Il vassallaggio e le sue conseguenze
Il vassallaggio, che era stato uno dei punti di forza del potere di Carlo Magno, conteneva, infatti, in sé potenti forze disgregatrici, come la tendenza a pretendere l’eredità dei feudi – quella dei feudi maggiori fu stabilita da Carlo il Calvo con il Capitolare di Quierzy nell’877 – la costante appropriazione da parte dei signori locali di prerogative un tempo spettanti al re (l’amministrazione della giustizia, la leva militare ecc), il moltiplicarsi dell’omaggio a più signori spesso in lotta fra loro. Quest'insieme di fattori aveva portato al costituirsi di innumerevoli nuclei di potere autonomo che sfuggivano al controllo del potere centrale e lo indebolivano.
Problemi interni dell'Impero
A ciò si devono aggiungere l’impoverimento continuo del patrimonio fondario regio e la mancanza di una solida burocrazia centralizzata. L’Impero, infatti, veniva ogni volta spartito fra i figli del vescovo del sovrano, a ciascuno dei quali toccava una porzione del territorio. Queste spartizioni, del resto, dimostravano che lo Stato era considerato alla stregua di un bene privato estraneo invece alle concezioni giuridiche romane.
Domande da interrogazione
- Quali furono le cause esterne che contribuirono alla crisi del Sacro Romano Impero?

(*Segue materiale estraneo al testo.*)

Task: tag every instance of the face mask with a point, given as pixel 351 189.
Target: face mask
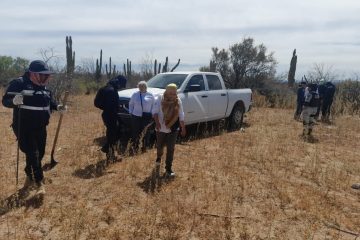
pixel 40 79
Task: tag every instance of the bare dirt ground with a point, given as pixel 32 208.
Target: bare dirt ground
pixel 264 183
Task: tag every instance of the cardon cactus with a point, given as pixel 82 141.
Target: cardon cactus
pixel 98 68
pixel 110 71
pixel 292 70
pixel 70 57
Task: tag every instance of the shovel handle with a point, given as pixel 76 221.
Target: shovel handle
pixel 59 126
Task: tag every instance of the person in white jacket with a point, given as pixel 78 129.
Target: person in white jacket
pixel 140 108
pixel 168 114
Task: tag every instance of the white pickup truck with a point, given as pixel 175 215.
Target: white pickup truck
pixel 203 94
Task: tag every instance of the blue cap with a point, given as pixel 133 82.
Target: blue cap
pixel 39 66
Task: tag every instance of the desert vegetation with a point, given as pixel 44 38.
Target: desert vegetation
pixel 260 183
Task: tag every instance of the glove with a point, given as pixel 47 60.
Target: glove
pixel 18 100
pixel 61 108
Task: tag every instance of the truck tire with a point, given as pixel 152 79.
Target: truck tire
pixel 236 118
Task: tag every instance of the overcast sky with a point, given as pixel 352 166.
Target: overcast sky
pixel 322 31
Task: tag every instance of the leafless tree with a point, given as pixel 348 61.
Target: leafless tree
pixel 146 66
pixel 321 71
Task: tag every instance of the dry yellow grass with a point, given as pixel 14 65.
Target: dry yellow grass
pixel 264 183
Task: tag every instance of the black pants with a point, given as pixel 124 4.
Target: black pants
pixel 138 125
pixel 326 107
pixel 112 129
pixel 168 140
pixel 319 107
pixel 298 110
pixel 32 142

- In che modo il vassallaggio influenzò il potere di Carlo Magno?
- Quali problemi interni aggravavano la situazione dell'Impero?
Le incursioni dei Saraceni, dei Vichinghi e degli Ungari indebolirono il sistema politico dell'Impero, rivelando la debolezza delle autorità centrali, ma la crisi aveva radici più profonde legate alle istituzioni carolinge.
Il vassallaggio, inizialmente un punto di forza, conteneva forze disgregatrici come la richiesta di eredità dei feudi e l'appropriazione di prerogative reali da parte dei signori locali, portando a un indebolimento del potere centrale.
L'impoverimento del patrimonio fondario regio e l'assenza di una burocrazia centralizzata, unite alle spartizioni territoriali tra i figli del sovrano, dimostravano che lo Stato era visto come un bene privato, aggravando ulteriormente la crisi.